Grubunuzun yurt dışı yatırımı olan Dirinler GmbH’den biraz daha bahsedebilir miyiz? Dirinler GmbH, Dirinler Şirketler Grubu’na nasıl bir katma değer sağlayacak?

66 yıllık tecrübemizi, kurmuş olduğumuz Dirinler GmbH Almanya ofisi ile bir adım daha öteye taşıyarak, “Avrupa’da biz de varız” dedik. Almanya ofisimizle Avrupa’daki müşterilerimize daha yakın satışın yanı sıra servis ve bakım hizmetleri vermeyi, Ar-Ge projelerimizi Alman mühendisliğiyle buluşturmayı amaçlıyoruz. Almanya’daki üniversite ve Ar-Ge merkezleriyle ortak çalışmalar yaparak teknolojik birikimlerimize hız kazandırmayı, CE Avrupa ve DIN standartlarına uygun üretim ve kalite anlayışı olan Dirinler Makina’nın teknik ve ticari deneyimlerini Alman teknolojisiyle entegre ederek daha sürdürülebilir bir büyüme gerçekleştirmesini hedefliyoruz.

Uzun yıllardır yurt dışına makine ihraç eden bir üretici olarak, yurt dışında Türk makinelerine olan yaklaşımı nasıl değerlendirirsiniz? Eksikliklerimiz var ise bunları nasıl giderebiliriz?

İnovasyon, kalite, mühendislik kültürü gelişmiş ülkeler ve pazarlar, sektörümüzün hedef pazarlarıdır. Makine imalat sektörü, Türkiye’nin ihracatında en büyük ikinci sektördür. Türk makineleri, 222 ülkeye ihraç ediliyor. Türkiye, Avrupa’nın en büyük altıncı makine imalatçısıdır ve makine imalatında Ar-Ge çalışmalarıyla Endüstri 4.0 süreçlerine de hızla uyum sağlıyoruz. Sektör olarak daha kaliteli, CE standartlarına uygun üretim yapabilir, servis ve bakım hizmetlerimizle ön plana çıkabilirsek, yurt dışında Türk markalarını daha çok görebiliriz. Yüksek teknolojiye sahip bir makine sektörü, Türkiye için kaçınılmazdır. Kalite bilinci, gelişmiş yan sanayi, mühendislik becerileri ve yeniliklere çabuk uyum sağlayabilen genç iş gücü ile Türkiye, makine imalat sektöründe bence oldukça avantajlı durumda bulunuyor.

Son olarak, Dirinler Makina’nın orta ve uzun vadeli gelecek stratejileri nedir? Yerel ve küreselde Dirinler Makina için hedeflerinizi öğrenebilir miyiz?

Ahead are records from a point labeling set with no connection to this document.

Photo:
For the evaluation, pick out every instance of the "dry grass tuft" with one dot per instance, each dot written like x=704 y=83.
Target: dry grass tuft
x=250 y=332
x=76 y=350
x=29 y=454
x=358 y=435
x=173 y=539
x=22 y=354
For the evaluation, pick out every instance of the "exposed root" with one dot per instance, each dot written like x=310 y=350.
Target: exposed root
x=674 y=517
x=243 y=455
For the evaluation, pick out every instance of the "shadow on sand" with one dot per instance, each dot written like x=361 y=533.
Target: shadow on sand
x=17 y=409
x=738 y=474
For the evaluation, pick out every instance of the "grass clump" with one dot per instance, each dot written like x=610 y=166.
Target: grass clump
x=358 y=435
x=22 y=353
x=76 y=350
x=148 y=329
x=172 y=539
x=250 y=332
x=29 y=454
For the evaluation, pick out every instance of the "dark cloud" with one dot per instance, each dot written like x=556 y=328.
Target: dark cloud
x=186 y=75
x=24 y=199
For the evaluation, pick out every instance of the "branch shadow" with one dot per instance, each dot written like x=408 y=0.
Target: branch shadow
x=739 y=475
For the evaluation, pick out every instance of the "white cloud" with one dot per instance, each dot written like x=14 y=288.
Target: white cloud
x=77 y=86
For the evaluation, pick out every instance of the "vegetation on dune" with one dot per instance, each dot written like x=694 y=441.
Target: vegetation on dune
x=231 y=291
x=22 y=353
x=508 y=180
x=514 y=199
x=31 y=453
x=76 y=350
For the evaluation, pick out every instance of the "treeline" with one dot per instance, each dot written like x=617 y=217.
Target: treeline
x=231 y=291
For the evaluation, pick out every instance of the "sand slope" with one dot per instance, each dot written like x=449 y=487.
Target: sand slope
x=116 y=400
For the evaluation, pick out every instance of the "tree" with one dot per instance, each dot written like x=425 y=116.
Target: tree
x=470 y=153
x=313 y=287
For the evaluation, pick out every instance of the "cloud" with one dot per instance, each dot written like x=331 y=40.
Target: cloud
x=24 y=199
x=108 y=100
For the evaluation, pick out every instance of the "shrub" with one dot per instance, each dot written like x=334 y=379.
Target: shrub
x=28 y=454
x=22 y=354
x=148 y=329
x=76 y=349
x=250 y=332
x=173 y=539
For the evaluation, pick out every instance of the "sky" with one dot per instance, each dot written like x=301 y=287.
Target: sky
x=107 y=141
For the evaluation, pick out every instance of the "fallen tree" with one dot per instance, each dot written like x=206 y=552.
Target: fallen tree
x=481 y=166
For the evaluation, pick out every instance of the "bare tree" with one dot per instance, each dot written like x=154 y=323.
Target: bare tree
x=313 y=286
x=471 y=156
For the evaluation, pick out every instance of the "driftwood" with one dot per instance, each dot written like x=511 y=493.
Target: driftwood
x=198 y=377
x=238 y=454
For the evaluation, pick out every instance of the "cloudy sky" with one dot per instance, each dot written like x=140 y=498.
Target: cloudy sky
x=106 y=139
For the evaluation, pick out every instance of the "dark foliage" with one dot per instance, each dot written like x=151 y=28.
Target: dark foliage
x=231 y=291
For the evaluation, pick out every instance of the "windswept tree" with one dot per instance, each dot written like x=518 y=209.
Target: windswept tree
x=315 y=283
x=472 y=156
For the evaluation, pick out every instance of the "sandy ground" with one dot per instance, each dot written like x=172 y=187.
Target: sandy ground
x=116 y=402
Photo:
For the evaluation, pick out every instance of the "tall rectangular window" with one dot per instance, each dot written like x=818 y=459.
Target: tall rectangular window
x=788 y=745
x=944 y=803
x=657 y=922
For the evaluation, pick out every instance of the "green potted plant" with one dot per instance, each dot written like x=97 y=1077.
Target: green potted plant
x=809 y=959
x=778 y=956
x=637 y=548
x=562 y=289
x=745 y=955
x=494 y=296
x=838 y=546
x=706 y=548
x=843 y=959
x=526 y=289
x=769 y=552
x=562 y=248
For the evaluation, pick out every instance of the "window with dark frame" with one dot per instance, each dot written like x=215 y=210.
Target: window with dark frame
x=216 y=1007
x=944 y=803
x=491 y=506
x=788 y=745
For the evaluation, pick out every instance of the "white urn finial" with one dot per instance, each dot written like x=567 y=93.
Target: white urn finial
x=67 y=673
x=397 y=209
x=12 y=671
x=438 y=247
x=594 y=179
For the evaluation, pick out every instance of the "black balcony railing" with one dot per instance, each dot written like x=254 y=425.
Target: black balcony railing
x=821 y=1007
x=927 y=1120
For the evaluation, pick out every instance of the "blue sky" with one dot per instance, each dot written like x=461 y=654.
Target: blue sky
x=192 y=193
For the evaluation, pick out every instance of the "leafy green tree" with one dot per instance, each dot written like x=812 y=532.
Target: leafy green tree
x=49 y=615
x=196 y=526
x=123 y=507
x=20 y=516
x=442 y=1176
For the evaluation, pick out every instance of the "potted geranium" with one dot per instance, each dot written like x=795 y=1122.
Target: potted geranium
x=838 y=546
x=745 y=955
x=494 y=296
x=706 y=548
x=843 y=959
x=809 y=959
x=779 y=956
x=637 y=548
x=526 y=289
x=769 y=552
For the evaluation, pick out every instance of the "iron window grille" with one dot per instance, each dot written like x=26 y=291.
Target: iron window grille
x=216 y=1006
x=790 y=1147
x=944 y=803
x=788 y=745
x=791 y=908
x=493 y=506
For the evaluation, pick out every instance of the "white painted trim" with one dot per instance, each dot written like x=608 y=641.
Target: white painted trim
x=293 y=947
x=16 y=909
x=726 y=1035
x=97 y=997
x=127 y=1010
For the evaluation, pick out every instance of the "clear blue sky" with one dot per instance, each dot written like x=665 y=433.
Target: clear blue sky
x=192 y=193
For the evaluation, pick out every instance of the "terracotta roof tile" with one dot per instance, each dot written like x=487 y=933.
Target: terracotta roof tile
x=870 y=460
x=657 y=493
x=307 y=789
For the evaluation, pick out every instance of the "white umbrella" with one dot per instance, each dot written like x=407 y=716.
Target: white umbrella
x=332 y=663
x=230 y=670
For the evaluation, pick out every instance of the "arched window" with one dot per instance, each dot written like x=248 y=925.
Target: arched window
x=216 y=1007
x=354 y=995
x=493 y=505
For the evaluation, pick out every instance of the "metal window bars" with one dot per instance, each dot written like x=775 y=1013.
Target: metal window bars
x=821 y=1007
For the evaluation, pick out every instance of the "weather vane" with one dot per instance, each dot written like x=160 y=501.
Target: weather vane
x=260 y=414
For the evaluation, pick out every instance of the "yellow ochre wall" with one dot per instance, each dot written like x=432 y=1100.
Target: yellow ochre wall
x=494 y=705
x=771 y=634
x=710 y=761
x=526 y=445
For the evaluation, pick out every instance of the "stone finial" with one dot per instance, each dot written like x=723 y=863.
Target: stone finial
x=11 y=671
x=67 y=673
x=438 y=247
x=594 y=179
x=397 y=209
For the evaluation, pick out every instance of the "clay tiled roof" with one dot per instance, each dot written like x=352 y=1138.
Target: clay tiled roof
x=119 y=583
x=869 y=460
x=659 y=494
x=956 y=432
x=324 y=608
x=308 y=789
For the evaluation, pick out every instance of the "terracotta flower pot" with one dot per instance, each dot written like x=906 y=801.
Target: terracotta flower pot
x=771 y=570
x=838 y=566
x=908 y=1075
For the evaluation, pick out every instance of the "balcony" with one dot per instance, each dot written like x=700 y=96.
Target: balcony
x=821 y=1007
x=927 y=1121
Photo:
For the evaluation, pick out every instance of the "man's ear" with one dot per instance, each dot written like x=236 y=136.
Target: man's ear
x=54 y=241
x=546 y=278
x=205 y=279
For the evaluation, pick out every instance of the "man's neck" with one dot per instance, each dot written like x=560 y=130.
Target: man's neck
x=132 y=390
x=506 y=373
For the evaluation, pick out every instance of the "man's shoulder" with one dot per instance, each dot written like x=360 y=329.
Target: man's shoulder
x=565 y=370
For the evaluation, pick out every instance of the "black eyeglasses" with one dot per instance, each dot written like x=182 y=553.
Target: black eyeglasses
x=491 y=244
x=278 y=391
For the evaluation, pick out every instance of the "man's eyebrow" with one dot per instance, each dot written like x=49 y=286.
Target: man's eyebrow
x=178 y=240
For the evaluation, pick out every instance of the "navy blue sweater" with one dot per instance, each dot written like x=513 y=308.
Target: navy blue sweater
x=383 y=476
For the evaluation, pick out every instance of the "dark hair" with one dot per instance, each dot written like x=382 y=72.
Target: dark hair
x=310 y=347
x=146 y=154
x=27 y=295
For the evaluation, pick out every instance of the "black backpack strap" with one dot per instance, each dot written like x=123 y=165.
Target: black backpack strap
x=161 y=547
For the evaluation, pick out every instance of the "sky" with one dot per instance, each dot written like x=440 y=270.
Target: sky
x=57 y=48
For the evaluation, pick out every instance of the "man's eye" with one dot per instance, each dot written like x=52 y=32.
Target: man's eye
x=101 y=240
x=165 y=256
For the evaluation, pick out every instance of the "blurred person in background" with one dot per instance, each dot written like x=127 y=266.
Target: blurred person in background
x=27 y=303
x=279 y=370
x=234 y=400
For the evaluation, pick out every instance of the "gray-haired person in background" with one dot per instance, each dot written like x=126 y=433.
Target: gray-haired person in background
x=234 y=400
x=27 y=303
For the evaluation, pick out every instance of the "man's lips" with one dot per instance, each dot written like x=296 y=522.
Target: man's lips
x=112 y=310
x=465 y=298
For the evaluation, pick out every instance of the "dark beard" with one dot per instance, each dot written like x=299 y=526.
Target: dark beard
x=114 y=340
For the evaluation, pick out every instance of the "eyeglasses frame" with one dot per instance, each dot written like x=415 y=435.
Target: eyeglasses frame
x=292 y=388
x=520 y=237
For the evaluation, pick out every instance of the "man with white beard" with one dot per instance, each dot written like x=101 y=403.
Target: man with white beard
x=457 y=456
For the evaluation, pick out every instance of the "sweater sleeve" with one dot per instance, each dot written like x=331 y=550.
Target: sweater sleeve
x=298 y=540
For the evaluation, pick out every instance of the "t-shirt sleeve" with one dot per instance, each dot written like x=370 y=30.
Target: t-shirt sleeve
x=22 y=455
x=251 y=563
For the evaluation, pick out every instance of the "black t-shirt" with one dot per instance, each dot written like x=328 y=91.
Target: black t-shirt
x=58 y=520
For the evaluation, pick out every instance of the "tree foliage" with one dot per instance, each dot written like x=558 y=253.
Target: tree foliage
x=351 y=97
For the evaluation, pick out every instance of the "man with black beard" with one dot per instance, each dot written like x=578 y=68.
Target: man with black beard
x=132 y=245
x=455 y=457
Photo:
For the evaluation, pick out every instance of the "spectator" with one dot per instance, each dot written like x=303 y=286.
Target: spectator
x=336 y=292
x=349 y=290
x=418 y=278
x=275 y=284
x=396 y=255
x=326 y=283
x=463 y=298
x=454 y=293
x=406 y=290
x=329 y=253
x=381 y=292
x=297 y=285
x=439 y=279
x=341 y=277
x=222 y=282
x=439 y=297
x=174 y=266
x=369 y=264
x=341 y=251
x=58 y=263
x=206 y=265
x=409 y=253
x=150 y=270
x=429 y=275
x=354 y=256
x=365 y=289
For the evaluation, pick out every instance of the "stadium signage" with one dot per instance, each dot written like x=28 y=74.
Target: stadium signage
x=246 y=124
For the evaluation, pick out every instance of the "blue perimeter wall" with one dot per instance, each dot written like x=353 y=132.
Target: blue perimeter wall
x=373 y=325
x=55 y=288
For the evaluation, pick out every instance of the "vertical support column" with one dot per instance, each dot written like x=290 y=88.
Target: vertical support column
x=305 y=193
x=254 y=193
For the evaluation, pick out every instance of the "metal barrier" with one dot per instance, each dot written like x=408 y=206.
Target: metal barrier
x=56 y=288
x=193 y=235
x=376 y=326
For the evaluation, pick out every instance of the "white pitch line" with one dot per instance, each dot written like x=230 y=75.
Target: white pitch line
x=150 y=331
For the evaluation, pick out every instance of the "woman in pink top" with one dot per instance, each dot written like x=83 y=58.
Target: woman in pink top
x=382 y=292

Dirinler Makina bir aile şirketi olarak kurulmuş ancak yıllar içinde kurumsallaşma yolunda ilerleyen, profesyonel idari kadrosuyla kendisini uzun yıllar devam ettirecek bir firmadır. Yalın üretimi entegre ederek, en az maliyetle kaliteli ve hızlı üretim yapmak için çalışmalarımız devam ediyor. Gelecek için hedefimiz, adet ve ciro yükselterek büyümek değil, katma değerli teknoloji ve otomasyon üniteleri üreterek büyümektir. Bizce üretim, ekonomilerin bel kemiğidir ve makine de üretimi destekleyen sanayi olduğu için ülkelerin teşvik etmek için özel politikalar geliştirdiği sektör olmalıdır. Ekonomide katma değeri çoğaltmak ve dışa bağımlılığı azaltmak için yerli teknolojiler ve makinelerin desteklenmesi gerektiğine inanıyorum.